The rationale of this principle, which differentiates it from mitigation in a more general sense, is that damages which the plaintiff might have avoided with reasonable effort and without undue risk, expense, or humiliation are either not caused by the defendant's wrong or need not have been, and, therefore, are not to be charged against him. 11 Williston on Contracts § 1353 (3rd ed. 1968); 5 Corbin on Contracts § 1039 (1964). For instance, in the case Coury Bros. Ranches, Inc. v. Ellsworth, 103 Ariz. 515, 446 P.2d 458, 463 (1968) it was held:

"The record is therefore clear that Ellsworth brought his sheep back to the Coury Ranch, knowing that the feed was insufficient and improper. It does not reflect that he made any effort to obtain additional feed, either through other pasturing or supplemental feed such as hay, until death from bloat, starvation and disease was imminent or had occurred. Under these circumstances in the language of Justice Cardozo in McClelland v. Climax Hosiery Mills, supra [252 N.Y. 347, 169 N.E. 605, 609 (1930)], the chain of causation was broken and the loss resulting thereafter was `suffered through his own act.'"

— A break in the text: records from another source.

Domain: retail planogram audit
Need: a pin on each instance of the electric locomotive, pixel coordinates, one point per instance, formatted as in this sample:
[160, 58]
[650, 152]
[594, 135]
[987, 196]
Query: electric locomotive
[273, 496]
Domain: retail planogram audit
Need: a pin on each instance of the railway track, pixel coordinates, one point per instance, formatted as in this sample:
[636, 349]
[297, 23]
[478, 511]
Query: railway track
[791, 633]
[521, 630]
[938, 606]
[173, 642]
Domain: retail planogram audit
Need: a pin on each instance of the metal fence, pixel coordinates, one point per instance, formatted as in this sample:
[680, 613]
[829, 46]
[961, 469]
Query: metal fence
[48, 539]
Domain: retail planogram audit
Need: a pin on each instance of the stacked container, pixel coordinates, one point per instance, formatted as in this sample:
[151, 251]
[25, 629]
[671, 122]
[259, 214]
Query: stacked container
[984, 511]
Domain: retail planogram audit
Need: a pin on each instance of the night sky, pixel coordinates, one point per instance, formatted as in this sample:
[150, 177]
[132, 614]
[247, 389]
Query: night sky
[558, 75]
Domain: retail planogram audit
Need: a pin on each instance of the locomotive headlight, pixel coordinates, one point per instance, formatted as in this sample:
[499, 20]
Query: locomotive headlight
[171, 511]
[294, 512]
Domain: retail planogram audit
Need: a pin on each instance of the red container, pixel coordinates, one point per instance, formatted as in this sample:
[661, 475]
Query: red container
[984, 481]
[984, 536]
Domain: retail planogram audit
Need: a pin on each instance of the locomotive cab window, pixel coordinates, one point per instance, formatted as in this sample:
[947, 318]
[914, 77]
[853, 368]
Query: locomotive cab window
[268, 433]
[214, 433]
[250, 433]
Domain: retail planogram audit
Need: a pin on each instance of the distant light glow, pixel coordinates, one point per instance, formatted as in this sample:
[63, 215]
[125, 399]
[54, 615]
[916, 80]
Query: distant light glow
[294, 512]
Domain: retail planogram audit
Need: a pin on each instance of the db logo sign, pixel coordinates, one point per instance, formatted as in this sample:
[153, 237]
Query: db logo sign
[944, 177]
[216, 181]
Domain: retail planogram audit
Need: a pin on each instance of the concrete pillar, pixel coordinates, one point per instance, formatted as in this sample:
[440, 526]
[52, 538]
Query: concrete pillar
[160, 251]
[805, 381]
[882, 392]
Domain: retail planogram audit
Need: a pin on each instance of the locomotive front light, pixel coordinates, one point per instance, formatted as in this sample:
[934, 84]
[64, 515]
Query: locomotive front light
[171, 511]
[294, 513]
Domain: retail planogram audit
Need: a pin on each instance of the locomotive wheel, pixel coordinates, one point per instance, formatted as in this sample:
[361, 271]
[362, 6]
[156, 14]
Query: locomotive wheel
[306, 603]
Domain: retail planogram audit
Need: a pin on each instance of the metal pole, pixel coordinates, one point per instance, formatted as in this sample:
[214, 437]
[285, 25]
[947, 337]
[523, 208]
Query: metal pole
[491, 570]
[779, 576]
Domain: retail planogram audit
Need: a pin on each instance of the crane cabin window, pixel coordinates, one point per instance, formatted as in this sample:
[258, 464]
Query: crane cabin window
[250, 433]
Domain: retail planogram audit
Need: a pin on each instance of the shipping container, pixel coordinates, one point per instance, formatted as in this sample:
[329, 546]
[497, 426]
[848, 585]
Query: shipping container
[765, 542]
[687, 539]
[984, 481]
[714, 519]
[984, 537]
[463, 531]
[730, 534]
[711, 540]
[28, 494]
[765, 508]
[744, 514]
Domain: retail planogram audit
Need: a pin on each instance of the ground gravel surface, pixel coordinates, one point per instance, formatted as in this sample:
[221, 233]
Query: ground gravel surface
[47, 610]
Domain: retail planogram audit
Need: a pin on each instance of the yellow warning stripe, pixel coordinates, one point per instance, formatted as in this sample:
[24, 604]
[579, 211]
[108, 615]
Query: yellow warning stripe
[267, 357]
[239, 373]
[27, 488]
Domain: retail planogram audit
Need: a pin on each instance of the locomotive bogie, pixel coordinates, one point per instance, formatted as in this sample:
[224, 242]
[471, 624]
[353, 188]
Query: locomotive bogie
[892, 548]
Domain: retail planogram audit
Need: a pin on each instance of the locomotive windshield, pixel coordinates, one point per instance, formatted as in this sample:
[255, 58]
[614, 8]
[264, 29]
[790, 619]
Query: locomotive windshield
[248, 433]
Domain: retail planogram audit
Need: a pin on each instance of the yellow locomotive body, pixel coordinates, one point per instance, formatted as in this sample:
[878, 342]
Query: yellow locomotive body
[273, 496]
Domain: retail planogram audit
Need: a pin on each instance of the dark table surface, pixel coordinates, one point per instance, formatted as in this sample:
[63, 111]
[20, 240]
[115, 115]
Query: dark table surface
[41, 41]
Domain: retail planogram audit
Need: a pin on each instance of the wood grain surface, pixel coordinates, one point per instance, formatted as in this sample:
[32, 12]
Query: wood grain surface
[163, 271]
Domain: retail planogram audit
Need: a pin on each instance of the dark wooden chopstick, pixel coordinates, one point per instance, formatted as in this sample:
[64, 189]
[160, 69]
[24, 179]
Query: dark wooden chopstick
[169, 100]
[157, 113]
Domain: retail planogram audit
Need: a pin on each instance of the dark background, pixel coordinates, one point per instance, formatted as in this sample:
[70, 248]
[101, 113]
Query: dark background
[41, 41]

Moore may have been able to have his policy renewed had he demanded such from Continental and tendered the premiums which had been refunded to him. Moore may have had a remedy by way of an action for reinstatement, or for the increased cost of other insurance. See Annotation, Remedies and measure of damages for wrongful cancellation of liability and property insurance, 34 A.L.R.3d 385 (1970). Here, however, the record is undisputed that Moore took no action to avoid the loss which he seeks to recover from Continental. Almost four months after Moore was aware that the insurance on his home had been canceled, it was damaged by fire. It was only then that Moore undertook to seek recovery from Continental for wrongful termination of his insurance policy. The loss for which Moore seeks to recover damages from Continental occurred through his own act, or failure to act, and Continental cannot be held liable for those damages.

[¶26.]  The judgment of the district court is affirmed.